Walrond of Dulford in the parish of Broad Hembury.
This is a younger branch of an ancient family seated at Bradfield, in Uffculm, as early as the reign of Henry III, For many years the Walronds, living at their venerable mansion of Bradfield, were a powerful family in Devonshire. The male line of this the principal branch has become extinct since the time of Lysons, and the representation devolved on the present family, descended from Colonel Humphry Walrond, a distinguished Loyalist during the Civil Wars of the seventeenth century. On the fall of the Royal Cause he emigrated to Barbadoes, of which island with the aid of other Royalists he made himself Governor.

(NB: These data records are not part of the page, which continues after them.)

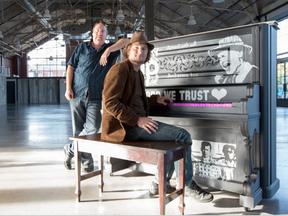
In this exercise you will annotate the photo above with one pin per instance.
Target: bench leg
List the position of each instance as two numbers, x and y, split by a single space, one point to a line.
101 183
77 159
162 170
181 171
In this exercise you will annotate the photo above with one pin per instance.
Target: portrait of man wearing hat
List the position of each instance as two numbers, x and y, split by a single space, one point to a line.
125 113
230 54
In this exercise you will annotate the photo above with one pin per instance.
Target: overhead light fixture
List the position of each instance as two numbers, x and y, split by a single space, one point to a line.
175 34
18 45
59 30
1 35
118 30
191 20
120 14
47 14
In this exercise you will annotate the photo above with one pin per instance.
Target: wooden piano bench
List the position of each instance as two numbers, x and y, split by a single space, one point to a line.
160 153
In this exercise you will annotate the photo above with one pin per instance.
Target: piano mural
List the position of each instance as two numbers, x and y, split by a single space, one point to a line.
223 88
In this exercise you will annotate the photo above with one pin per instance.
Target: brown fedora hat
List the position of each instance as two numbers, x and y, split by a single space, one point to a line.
141 38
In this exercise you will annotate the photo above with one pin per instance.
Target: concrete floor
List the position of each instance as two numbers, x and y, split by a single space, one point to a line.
33 180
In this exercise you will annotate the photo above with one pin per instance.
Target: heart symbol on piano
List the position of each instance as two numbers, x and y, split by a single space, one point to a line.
219 94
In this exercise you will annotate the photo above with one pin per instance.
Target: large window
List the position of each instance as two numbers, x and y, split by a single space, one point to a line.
49 59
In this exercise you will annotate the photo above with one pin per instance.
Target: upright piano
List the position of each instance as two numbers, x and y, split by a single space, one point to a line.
223 87
222 84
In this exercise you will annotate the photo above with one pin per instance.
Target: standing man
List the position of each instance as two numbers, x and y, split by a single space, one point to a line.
84 84
126 109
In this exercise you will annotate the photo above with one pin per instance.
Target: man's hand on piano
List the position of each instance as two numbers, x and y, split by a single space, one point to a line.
164 100
148 124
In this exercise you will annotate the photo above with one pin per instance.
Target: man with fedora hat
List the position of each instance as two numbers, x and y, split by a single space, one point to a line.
125 113
231 52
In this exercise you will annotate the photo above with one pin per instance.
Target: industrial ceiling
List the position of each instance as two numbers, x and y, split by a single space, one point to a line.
25 25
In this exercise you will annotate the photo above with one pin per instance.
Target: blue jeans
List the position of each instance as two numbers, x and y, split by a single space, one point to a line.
86 117
166 132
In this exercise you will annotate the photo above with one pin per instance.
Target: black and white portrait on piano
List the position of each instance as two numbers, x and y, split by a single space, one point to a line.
230 54
214 160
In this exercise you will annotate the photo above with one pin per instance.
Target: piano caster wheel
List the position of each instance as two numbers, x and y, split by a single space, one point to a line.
247 209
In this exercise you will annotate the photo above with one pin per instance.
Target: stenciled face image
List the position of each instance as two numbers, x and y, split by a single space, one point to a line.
230 60
231 153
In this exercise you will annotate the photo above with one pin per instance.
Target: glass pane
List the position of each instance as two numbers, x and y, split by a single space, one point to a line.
286 80
280 80
49 59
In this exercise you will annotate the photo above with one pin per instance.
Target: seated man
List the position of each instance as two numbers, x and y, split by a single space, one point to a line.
125 113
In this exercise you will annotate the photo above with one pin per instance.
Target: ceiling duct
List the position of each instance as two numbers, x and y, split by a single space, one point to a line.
31 9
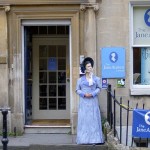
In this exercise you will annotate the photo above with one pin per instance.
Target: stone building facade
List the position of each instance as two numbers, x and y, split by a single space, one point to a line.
57 33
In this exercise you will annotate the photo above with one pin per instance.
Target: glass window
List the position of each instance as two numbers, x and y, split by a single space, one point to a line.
141 45
141 66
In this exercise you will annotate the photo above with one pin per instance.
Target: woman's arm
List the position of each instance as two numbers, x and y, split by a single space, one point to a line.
78 88
98 87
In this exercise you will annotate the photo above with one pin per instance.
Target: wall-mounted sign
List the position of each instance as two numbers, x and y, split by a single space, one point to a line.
141 123
52 64
141 25
104 83
120 83
113 62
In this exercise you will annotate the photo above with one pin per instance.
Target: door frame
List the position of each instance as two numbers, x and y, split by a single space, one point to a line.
45 23
18 13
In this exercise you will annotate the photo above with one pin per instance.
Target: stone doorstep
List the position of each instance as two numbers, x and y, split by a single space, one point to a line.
59 147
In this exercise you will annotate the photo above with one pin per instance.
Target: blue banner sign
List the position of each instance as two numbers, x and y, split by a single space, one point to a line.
52 64
104 83
113 62
141 123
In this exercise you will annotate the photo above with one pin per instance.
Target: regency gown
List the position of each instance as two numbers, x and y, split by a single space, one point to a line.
89 128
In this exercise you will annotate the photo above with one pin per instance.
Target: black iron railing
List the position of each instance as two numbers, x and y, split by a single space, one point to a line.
112 103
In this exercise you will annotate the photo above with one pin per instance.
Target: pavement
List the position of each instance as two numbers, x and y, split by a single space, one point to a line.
47 142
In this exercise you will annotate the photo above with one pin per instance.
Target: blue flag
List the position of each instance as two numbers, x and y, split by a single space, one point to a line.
141 123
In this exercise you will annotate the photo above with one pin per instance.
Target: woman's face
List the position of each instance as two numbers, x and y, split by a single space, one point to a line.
88 67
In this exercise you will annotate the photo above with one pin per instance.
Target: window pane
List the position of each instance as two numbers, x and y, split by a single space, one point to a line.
62 90
62 51
61 64
62 103
43 90
43 77
141 66
42 51
43 64
52 51
43 104
61 77
52 90
52 77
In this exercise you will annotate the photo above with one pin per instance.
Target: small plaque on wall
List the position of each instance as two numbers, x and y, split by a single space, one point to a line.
3 60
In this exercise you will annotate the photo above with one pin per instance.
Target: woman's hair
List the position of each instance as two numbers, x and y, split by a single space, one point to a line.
87 62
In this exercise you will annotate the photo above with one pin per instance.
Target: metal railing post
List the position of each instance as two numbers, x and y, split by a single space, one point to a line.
109 104
4 139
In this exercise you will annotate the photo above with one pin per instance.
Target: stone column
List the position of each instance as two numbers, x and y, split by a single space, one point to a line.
90 29
3 56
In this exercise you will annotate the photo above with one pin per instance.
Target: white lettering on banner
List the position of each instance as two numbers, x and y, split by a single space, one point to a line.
142 128
142 33
119 68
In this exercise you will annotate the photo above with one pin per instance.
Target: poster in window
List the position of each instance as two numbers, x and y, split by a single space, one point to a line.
52 64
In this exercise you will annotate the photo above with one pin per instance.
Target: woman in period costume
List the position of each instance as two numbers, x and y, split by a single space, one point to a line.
89 128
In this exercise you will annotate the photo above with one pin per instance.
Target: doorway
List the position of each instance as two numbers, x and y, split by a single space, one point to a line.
47 77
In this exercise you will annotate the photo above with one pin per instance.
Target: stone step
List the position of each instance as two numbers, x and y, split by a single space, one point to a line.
58 147
47 129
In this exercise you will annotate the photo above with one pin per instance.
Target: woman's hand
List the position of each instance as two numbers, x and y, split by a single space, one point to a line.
88 95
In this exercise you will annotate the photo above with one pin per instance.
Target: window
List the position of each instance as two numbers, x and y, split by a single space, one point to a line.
140 48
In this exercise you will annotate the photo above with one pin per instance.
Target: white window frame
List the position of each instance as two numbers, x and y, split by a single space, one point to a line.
136 89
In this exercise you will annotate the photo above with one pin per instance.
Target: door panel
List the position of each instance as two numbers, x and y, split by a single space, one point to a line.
51 90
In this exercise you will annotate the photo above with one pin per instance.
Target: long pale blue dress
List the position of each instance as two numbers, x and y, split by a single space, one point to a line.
89 128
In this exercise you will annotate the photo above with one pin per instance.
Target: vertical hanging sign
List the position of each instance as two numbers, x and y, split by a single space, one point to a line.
141 123
113 62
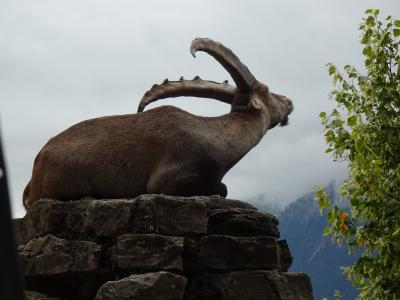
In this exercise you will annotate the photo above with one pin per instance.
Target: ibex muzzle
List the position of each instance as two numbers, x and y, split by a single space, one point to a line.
164 150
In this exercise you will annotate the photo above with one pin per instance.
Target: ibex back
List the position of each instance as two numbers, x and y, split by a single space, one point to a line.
164 150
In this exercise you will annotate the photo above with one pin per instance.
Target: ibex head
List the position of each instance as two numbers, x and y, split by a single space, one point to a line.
248 95
164 150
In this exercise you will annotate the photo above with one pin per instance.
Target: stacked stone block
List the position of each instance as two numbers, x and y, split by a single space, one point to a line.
155 247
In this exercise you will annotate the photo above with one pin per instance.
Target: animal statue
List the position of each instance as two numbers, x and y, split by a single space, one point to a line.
164 150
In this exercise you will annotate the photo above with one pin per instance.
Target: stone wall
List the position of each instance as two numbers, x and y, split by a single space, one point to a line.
155 247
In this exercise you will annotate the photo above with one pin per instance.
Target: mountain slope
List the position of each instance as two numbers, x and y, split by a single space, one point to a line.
302 225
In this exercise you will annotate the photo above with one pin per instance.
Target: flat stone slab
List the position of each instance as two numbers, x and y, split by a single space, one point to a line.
50 255
31 295
227 253
92 219
148 286
250 285
242 222
147 252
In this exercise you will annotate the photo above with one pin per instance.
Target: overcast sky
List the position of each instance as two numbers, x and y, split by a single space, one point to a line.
62 62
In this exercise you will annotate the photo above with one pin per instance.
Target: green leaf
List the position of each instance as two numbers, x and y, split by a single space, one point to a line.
327 231
331 69
351 121
370 21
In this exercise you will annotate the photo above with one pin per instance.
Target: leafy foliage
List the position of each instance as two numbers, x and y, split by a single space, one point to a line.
364 130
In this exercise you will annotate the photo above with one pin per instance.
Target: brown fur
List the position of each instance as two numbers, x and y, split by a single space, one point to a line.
163 150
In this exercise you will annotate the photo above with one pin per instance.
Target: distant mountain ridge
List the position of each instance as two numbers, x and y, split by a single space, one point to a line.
302 225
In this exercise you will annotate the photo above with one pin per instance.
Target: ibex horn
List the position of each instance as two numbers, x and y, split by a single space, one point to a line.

Philip IV. of Spain conferred upon him the title of Marques de Vallado, and other Spanish honours, for, as the still existing patent states, "services rendered to the Spanish Marine."
See Lysons, clviii. and 540; Westcote's Devonshire Pedigrees, p. 484.
Arms.—Argent, three bull's heads cabossed sable.
Present Representative, Bethell Walrond, Esq.
Bellew of Court, in the parish of Stockleigh-English.
This is a younger branch of the great Anglo-Irish family of Bellew of Bar-meath, in the county of Meath, settled in Devonshire in the reign of Edward IV., in consequence of a marriage with one of the coheiresses of Fleming of Bratton-Fleming.
See the Visitations of Devon in 1564 and 1620: Lysons, cxxxiv. and 455.